In late August, AMD and TensorWave reached out to collaborate on a presentation for AMD’s Media Tech Day—they asked if we could demo MAX on AMD Instinct™ MI355 on September 16th. There was just one problem: no one at Modular had access to an MI355.
That gave us just two weeks from the point we’d first have access. We saw this as an opportunity: could we achieve state-of-the-art performance on MI355 in just 2 weeks? We were confident we could, because we had spent several years building a technology platform to enable rapid AI hardware bringup.
Why AI Hardware Enablement Is Hard
Bringing new AI hardware online isn’t supposed to happen in just two weeks.
Why? The modern AI software ecosystem is fragmented. Different companies own different layers — hardware vendors are chasing silicon sales, researchers are prototyping bleeding-edge ideas, and application developers are stitching things together. The result? Complex, brittle stacks that are hard to extend and even harder to optimize.
That’s why, from day one, we built the Modular stack to make AI hardware enablement fast, consistent, and maintainable.
We often joke that the hardware is no longer the hard part — it’s the software that slows everyone down.
A Foundation Built for Portability
The Modular software stack — from Mojo (our programming language), to MAX (our inference framework) and Mammoth (our distributed serving system) — is architected for portability, meaning it can quickly move onto the latest hardware architectures and get SOTA performance.
Here’s how our design pays off:
- Architecture-agnostic design. Mojo and MAX do not hardcode GPU knowledge and optimizations. Instead, they delegate all hardware-specific details to libraries.
- Library-directed execution. Offloading, scheduling, and instruction selection are controlled through abstractions rather than hard-coded pathways in the compiler.
- Parametric operations. Instead of “magic constants” (like SIMD widths or tile shapes), we use parameterized kernels that can be retuned for new hardware.
Because 99.9% of the stack is architecture-agnostic, adding support for a new GPU mostly involves updating a few kernels. MAX and Mammoth just work — out of the box.
That design is what allowed us to move so quickly once MI355 hardware arrived. In fact, we only need to revise the parts that changed in the hardware itself. These all reside in specific kernels—so let's look at the new features in MI355.
What’s New in AMD MI355
To understand why MI355 requires only incremental kernel updates, let's examine what the MI355 architecture offers and how Modular kernels address these features:
These new hardware features in MI355 are specifically designed to optimize matmul-like operations, so that’s the only category that required changes in the Modular stack.
Two Weeks to SOTA: A Day-by-Day Story
Thanks to our stack design as described above, our work on AMD's MI355 started well before we had hardware access—we simply architected the Modular stack to enable fast hardware bringup.
With only 2 weeks until the demo, we had to be selective about what we could develop in a reasonable timeframe. While Modular moves fast, we pride ourselves on maintaining a good work-life balance—so we wanted to accomplish our goals without going into crunch mode.
Day 0: Preparing Without Hardware
Before we even touched an MI355, we began testing code generation offline. Mojo’s hardware-agnostic backend allowed us to simulate instruction paths — verifying the emitted assembly matched expectations. Try it yourself with Compiler Explorer.
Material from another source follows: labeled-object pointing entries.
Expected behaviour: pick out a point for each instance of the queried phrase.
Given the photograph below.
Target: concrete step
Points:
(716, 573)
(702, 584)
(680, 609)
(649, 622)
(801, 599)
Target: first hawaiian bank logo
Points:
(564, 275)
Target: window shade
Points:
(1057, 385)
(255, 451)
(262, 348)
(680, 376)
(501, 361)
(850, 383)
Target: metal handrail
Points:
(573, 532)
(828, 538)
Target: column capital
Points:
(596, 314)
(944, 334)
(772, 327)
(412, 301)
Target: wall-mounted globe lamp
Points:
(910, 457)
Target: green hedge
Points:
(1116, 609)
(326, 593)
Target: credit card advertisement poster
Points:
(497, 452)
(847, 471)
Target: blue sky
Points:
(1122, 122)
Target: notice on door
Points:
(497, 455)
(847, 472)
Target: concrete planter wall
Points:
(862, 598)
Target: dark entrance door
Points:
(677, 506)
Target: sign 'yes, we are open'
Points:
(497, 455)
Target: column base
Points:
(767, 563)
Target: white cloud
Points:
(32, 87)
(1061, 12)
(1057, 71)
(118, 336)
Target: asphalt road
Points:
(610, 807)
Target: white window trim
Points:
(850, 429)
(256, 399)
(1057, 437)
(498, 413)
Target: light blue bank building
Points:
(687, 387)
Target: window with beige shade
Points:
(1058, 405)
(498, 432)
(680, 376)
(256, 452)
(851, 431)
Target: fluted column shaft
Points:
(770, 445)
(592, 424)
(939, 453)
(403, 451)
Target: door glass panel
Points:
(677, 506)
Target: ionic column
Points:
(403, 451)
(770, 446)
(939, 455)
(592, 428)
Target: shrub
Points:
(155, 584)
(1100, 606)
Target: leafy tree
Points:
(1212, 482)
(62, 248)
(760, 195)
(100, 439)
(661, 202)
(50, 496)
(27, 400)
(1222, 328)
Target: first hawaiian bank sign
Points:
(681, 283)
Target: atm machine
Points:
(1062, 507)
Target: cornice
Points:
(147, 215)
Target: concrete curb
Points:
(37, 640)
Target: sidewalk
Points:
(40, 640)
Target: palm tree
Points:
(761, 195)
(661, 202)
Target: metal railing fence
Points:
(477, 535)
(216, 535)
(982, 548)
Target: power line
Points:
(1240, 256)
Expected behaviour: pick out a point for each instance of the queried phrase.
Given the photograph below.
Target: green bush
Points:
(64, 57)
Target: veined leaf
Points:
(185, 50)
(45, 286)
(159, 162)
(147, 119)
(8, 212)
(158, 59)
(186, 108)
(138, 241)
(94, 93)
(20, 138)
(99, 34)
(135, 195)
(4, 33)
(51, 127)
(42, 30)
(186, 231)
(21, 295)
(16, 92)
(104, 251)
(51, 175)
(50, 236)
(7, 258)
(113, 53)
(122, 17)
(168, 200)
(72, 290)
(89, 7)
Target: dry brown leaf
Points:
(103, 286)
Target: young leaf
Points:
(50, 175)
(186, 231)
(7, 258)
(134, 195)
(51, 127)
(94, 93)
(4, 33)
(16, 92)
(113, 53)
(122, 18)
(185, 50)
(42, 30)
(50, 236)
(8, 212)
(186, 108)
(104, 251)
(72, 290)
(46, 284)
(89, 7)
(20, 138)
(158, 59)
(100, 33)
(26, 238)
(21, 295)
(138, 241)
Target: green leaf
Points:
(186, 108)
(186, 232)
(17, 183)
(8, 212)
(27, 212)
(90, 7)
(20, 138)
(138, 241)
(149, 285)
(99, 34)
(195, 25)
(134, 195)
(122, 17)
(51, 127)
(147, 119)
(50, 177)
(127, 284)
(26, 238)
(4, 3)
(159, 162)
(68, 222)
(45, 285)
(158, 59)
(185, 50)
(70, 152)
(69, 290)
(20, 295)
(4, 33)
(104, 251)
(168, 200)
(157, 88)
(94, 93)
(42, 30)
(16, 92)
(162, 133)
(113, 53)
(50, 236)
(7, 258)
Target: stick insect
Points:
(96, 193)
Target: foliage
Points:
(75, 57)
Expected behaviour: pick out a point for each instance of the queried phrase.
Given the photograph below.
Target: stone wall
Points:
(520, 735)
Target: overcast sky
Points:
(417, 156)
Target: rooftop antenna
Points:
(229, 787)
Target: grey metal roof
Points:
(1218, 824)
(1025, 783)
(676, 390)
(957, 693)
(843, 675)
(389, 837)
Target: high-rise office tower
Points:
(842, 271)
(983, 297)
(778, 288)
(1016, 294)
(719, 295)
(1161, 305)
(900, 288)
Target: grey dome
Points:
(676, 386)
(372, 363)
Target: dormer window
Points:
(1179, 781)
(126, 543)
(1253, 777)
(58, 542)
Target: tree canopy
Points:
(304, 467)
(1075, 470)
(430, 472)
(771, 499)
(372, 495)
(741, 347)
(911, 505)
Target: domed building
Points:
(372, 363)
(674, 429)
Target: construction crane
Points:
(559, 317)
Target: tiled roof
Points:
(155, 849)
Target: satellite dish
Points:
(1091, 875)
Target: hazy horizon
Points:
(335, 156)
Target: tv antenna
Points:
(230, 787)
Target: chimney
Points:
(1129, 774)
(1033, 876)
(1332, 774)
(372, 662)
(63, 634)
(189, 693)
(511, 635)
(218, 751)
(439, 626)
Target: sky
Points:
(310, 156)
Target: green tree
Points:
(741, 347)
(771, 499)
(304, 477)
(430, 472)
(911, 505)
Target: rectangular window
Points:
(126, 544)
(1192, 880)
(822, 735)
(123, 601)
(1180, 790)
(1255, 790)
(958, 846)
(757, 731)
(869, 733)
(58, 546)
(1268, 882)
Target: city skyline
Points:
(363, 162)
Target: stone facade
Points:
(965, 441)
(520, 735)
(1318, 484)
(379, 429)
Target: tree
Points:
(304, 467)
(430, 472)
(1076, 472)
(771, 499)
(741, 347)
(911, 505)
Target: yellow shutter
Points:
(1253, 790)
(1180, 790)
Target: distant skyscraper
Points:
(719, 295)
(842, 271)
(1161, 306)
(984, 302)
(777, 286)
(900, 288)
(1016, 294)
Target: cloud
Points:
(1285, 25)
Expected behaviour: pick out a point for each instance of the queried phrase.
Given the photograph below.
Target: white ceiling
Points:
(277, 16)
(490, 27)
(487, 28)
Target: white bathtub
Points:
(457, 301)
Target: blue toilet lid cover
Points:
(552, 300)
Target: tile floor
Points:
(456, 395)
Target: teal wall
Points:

By understanding the features available in the new hardware and ensuring we emit the correct instructions, we can prototype optimizations without actually running the program on the new hardware 🤯.
Day 1: First Login, First Success
On September 1st, TensorWave provisioned MI355 systems for us. We logged in, ran amd-smi
, and saw the new hardware come online:
We ran pip install modular
, launched a serving endpoint with MAX, and everything worked out of the box—you can do the same by following our quickstart guide.
We weren't leveraging MI355's new hardware features yet, but we could profile and identify execution bottlenecks. We also mapped our execution against an internal performance estimation tool (stay tuned for an upcoming blog post about this).
With the hardware and initial validation in hand, we could now form a plan.
Week 1: Finding the Levers
We benchmarked the MI355 GPUs against B200 GPUs, running models such as Llama, Gemma, and Mistral. We analyzed the results against theoretical upper bounds to identify optimization opportunities—we've developed tools to automate much of this analysis. The tools pointed to matmul optimization as the path to a significant performance gains and SOTA results.
The matmul implementation — only about 500 lines of well-commented code — was easy to adapt to run efficiently on MI355 hardware. We also wanted portability across AMD hardware—the same code running at SOTA on MI300, MI325, and MI355—because even with tight deadlines, we still value good software design.
After working on the matmul code for a few hours and fixing the M=N=K=8192, we proved that minor parameterization changes could deliver performance close to AMD’s hipBLASLt library (which we measured to be SOTA and faster than hipBLAS).
With a few more tweaks the same day, the Mojo matmul kernel was now 3% faster than SOTA. This day-one experiment proved our goal was achievable.
The rest of our week 1 effort included:
- Generalizing our implementation across the different shapes present in the models
- Refining our heuristics for optimal kernel parameter selection
- Setting up automation for benchmarking
- Configuring our remote login system to make compute resources easy to access and share
Of course, the first week wasn’t without some issues. We encountered delays due to hardware misconfiguration and missing GPU operators in the Kubernetes integration. Despite the setbacks, we had strong performance numbers by the end of the week and we enjoyed the weekend.
Week 2: From Optimization to Demo
We had one week to go—the demo presentation was the following Tuesday.
We continued optimizing the matmul kernel and began exploring other opportunities, such as optimizing the Attention kernel’s performance. By the middle of week 2, we had strong numbers to share with our partners.
The demo preparation was also in full swing now. The effort required that the IT department make sure we could present live benchmark results, the design department make our presentation professional, and the product team help craft the message.
Meanwhile, our engineering team continued to optimize our stack for the new hardware, using the automation we enabled in week 1 to feed live numbers to the other teams.
By Friday, MAX nightlies were running smoothly on MI355, and our benchmarks were consistently leading AMD’s custom fork of vLLM. With these results we were ready to demo on Tuesday!
💡 Fun fact: The MI355 bring-up wasn’t just fast, it was done by only two engineers working normal working hours, no late nights, and zero crunch. Turns out, great architecture scales both performance and sanity.
Results: Outperforming the Field
By the end of two weeks, MAX outperformed AMD’s optimized vLLM fork by up to 2.2× across multiple workloads — all while maintaining full portability across MI300, MI325, and MI355. These gains came partly from the kernels, but also from the entire stack working together to deliver both performance and portability.
Even more remarkably, the entire bring-up effort involved just two engineers working on MI355 bringup for just two weeks, one of which had a pre-planned vacation, so in reality we had 1.5 engineers working for two weeks. In total, this effort resulted in 20 small PRs and zero late nights. This is a textbook case of software architecture enabling velocity.
The performance results speak for themselves.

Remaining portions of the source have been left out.